“Nos ha ido bien en general, pero en los últimos años hemos visto un bajón en alguna que otra línea de negocio. He hecho un poco de todo, pero no sé qué es lo que ocurre” me decía un antiguo cliente desde Madrid después de años sin tener mucho contacto.

Mi trabajo fue un pequeño proyecto de imagen corporativa y de diseño web cuando él estaba arrancando un centro de negocios, y cuando yo hacía algunos trabajos como freelance para sobrevivir en mi vida de estudiante madrileño. Hace unos días él encontró mi contacto vía LinkedIn –por error, y porque no hay bien que por mal no llegue, envié una invitación a toda mi agenda de Gmail a conectar en LinkedIn-. Nos pusimos al día y le comenté que estaba trabajando como consultor en temas de marketing y comunicación en una conocida firma de consultoría.

“Cuánto tiempo ha pasado definitivamente…” me dice. “Voy a reunir un poco más de infos y te las envío, Andrés, a ver qué piensas que podríamos hacer. Pero por el momento,  ¿Si me tuvieras que dar un consejo rápido, ahora, qué me dirías?”

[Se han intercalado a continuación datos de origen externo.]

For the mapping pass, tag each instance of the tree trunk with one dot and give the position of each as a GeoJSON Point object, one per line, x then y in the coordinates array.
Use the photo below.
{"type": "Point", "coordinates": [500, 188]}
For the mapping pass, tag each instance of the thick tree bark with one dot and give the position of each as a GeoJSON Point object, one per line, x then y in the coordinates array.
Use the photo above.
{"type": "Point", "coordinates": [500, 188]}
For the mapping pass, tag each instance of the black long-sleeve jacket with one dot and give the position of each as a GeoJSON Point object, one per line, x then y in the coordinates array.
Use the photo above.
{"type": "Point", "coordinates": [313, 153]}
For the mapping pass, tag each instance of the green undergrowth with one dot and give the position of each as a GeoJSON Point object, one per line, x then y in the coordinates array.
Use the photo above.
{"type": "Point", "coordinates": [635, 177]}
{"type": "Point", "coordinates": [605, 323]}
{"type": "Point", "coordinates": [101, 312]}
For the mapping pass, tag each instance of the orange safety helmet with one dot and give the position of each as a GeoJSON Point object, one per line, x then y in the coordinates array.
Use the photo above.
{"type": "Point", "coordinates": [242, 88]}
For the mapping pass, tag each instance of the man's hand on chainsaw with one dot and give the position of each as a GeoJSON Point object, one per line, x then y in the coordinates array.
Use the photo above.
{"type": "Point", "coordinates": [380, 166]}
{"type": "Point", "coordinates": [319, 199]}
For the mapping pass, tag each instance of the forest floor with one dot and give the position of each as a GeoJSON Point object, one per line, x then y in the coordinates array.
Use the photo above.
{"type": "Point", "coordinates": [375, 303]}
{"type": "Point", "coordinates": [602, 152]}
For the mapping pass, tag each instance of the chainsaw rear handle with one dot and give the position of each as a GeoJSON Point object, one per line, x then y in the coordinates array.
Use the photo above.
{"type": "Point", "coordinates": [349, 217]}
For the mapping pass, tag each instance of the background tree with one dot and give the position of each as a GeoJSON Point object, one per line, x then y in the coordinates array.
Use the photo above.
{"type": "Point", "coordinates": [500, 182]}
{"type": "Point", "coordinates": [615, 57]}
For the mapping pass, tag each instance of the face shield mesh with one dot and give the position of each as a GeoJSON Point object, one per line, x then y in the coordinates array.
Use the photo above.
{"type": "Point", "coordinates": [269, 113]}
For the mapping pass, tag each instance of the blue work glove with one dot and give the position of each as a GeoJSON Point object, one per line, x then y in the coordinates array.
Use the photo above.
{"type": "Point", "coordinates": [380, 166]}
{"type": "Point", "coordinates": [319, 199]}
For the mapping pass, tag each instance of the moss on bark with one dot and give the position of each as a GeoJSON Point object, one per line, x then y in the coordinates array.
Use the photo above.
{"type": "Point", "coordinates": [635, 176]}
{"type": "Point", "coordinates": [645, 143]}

Por algunos comentarios y reflexiones que hizo durante nuestra conversación, comprendí que esta persona seguía siendo la misma persona, para bien y para mal, que hace años: una cabeza que va a mil, inteligente, impaciente, con ideas emprendedoras, con grit, con un temperamento fuerte pero que confunde el hecho de ser responsable de dar resultados con el ser responsable de tener todas las soluciones…

“¡No uno sino dos! Ahí te van. Primero te diría que, en mi opinión,  los directivos tienen la responsabilidad de hacer que todo funcione. Pero esto es diferente a que tengan que ser responsables de hacerlo todo, o de saber la solución para todo. Lo que sí, es que tienen que saber dónde encontrar la solución. ¡Por eso es que pagas sueldos!

Luego, te sugeriría que escuches más al cliente. Son ellos los que te van a decir qué debes vender,  qué es lo que no funciona actualmente… y porqué se van. Escucha menos a los que te dicen que sí a todo alrededor tuyo. Encuentra mecanismos para neutralizar a los que te hacen mucho la pelota (en Colombia = lambones), y que te dicen lo que creen quieres escuchar. Por lo que me dices, te faltan ojos ante el cliente. Ante este, tus empleados no son solo manos, sino que son los que saben qué pasa en el contacto con el cliente. Invéntate una forma de mejorar ese flujo de infos para 1. Que te lleguen, o 2. Para que te lleguen bien (llegados a este punto le comenté que ya tendría que cobrarle si seguíamos en esta conversación 😉 )”

En muchas organizaciones los malos indicadores no vienen del mercado, de amenazas macro-económicas externas que asustan a la gente a consumir… A veces vienen simplemente de pensar que internamente las organizaciones deben saberlo todo infusamente, y que toda decisión debe partir desde arriba de la pirámide, y no desde abajo, donde se encuentra el contacto real con nuestro cliente. O, tal vez, el problema sea simplemente que hay pirámides, la verticalidad de los flujos de información y de decisión, en detrimento de una horizontalidad más creativa, ágil y eficiente… Eso sí, la información proveniente del mercado es solo el inicio de una reflexión que afecta todos los procesos internos de la compañía, que con visión a futuro, especialistas y creatividad, van a hacer que todos los indicadores repunten.

Por todo esto, me fascinan las palabras de Yoshio Ishizaka, VP de Toyota a inicios de la década del 2000, y autor del famoso “The Toyota Way in Sales and Marketing”:

“Whenever we are stuck with any obstacles or difficulties, I always say to myself: ‘Listen to the market, listen to the voice of the consumer’. That’s the fundamental essence of marketing. Always, we have to come back to the market, back to the customer. That is the Toyota way”.[2]

 

 

[1] Imagen: https://fr.wikipedia.org/wiki/Le_Voyageur_contemplant_une_mer_de_nuages#/media/File:Caspar_David_Friedrich_-_Wanderer_above_the_sea_of_fog.jpg

[2] Extraído de “Lovemarks, the future beyond brands” de Kevin Roberts, publicado en 2005 por PowerHouse Books.